DONDE A RESPOSTA À PRIMEIRA OBJEÇÃO. — Vida tem dupla acepção. — Numa, significa a existência mesma do vivente, e então a beatitude não é vida. Pois, como já ficou demonstrado, a existência de um homem, seja ele quem for, não é a sua beatitude, porque só de Deus a beatitude é o se. — Noutra acepção, chama-se vida à operação mesma do vivente, pela qual o princípio da vida se atualiza; assim, falamos de vida ativa ou contemplativa ou voluptuosa. E neste sentido a vida eterna se chama último fim, o que é claro pelo dito da Escritura (Jo 17, 3): A vida eterna porém consiste em que eles conheçam por um só verdadeiro Deus a ti.
RESPOSTA À SEGUNDA. — Boécio, quando definiu a beatitude, considerou a noção comum mesma dela. Pois, a noção comum da beatitude está em ser ela o bem comum perfeito, e isto exprimiu dizendo que é o estado perfeito pela união de todos os bens, o que não significa senão que o feliz está no estado do bem perfeito. Aristóteles, porém, exprimiu a essência mesma da beatitude, mostrando o que faz o homem estar nesse estado, que é por uma certa operação. Por isso também mostra que a beatitude é o bem perfeito.
RESPOSTA À TERCEIRA. — Como diz Aristóteles, dupla é a ação. Uma, procedente do operante para a matéria exterior, como queimar e secar. E tal operação não pode ser beatitude, pois não é ação e perfeição do agente, mas antes, do paciente, como no mesmo passo se diz. Outra é a ação imanente no próprio agente, como sentir, inteligir e querer. E essa é a perfeição e ato do agente e pode ser a beatitude.
RESPOSTA À QUARTA. — Beatitude, significando uma certa perfeição última, na medida em que os diversos seres capazes de beatitude podem alcançar os diversos graus de perfeição, nessa mesma medida necessário é dizer-se que a beatitude tem diversas acepções. — Assim, em Deus está a beatitude essencial, porque o seu ser mesmo é a sua operação, pela qual frui, não de outrem, mas de si mesmo. — Nos santos anjos, porém, a última perfeição relativa a alguma operação pela qual se unem ao bem incriado, e essa operação é-lhes única e sempiterna. — Nos homens, enfim, no estado da vida presente, a última perfeição depende da operação pela qual cada um se une a Deus.
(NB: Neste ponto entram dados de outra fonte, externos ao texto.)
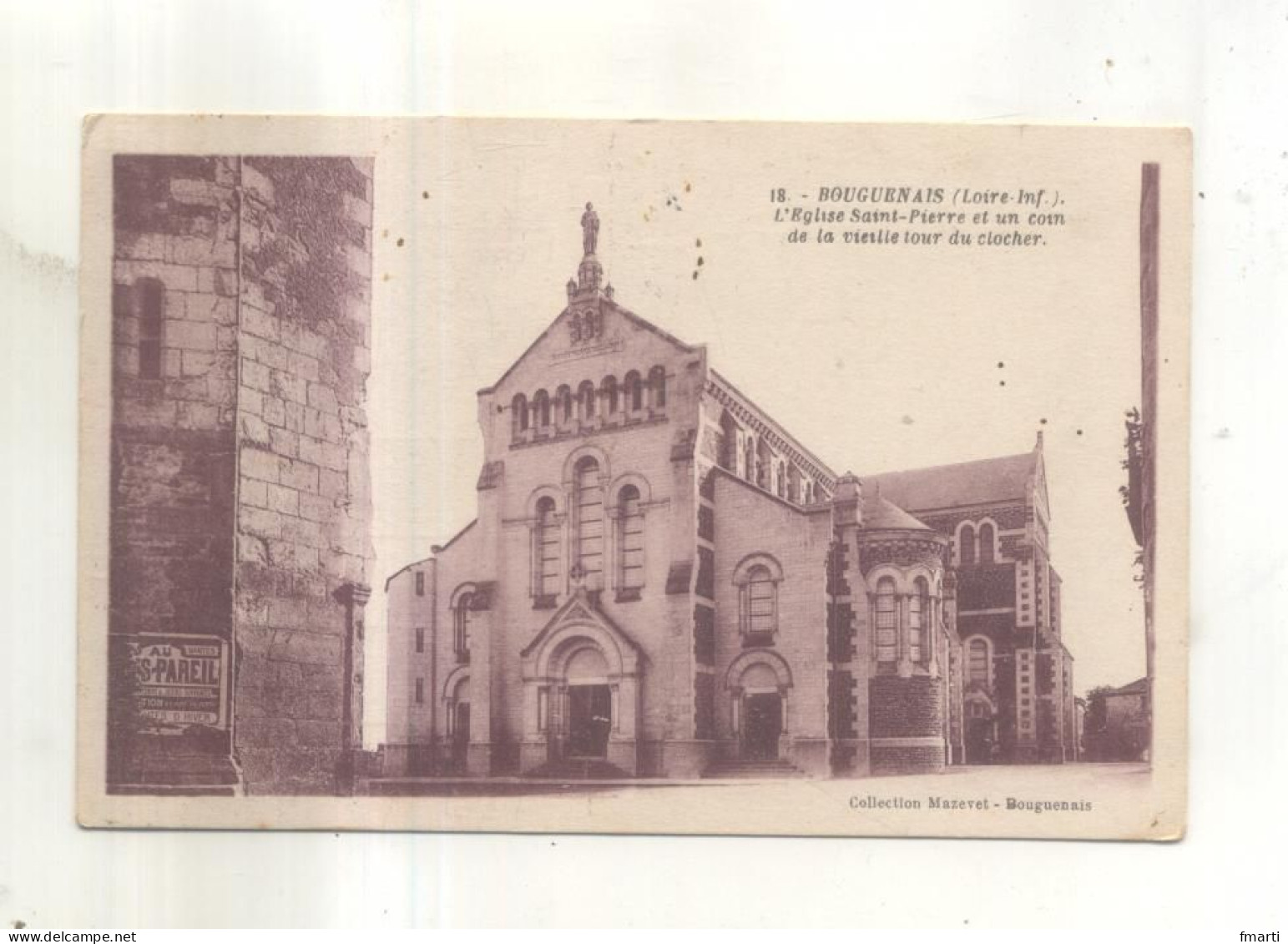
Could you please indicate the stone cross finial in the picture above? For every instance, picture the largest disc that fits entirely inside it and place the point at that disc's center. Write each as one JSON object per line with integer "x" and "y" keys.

E esta não pode ser sempiterna nem contínua, e por conseqüência nem única porque se multiplica pela intercisão. E por isso, no estado da vida presente, a perfeita beatitude não pode ser conseguida pelo homem. Por onde, o Filósofo, colocando a beatitude do homem nesta vida, diz que é imperfeita, concluindo, depois de muitas reflexões: Nós os consideramos felizes como homens. Mas a beatitude perfeita nos é prometida por Deus quando formos como os anjos no céu, na expressão da Escritura. (Mt 22, 30) — Quanto, porém, à referida beatitude perfeita, cessa a objeção porque nesse estado de felicidade a mente do homem está unida a Deus por operação una, contínua e sempiterna. Enquanto que, na vida presente, na medida em que nos desviarmos da unidade e da continuidade de tal operação, nessa mesma nos desviaremos da perfeição da beatitude. Há, contudo, alguma participação da beatitude, e tanto maior quanto mais contínua e una puder ser a operação. Por onde, na vida ativa, ocupada por muitos negócios, há menos da essência da beatitude, do que na contemplativa, que se ocupa com um só objeto, que é a contemplação da verdade. E se por vezes o homem não pratica atualmente essa operação, contudo, porque pode, sempre que quiser, praticá-la e porque a cessação mesma — p.ex., do sono, ou de qualquer outra inibição natural — ele a ordena para ela, tal operação é considerada como sendo contínua.
E daqui se deduzem claras as respostas a quinta e à sexta objeções.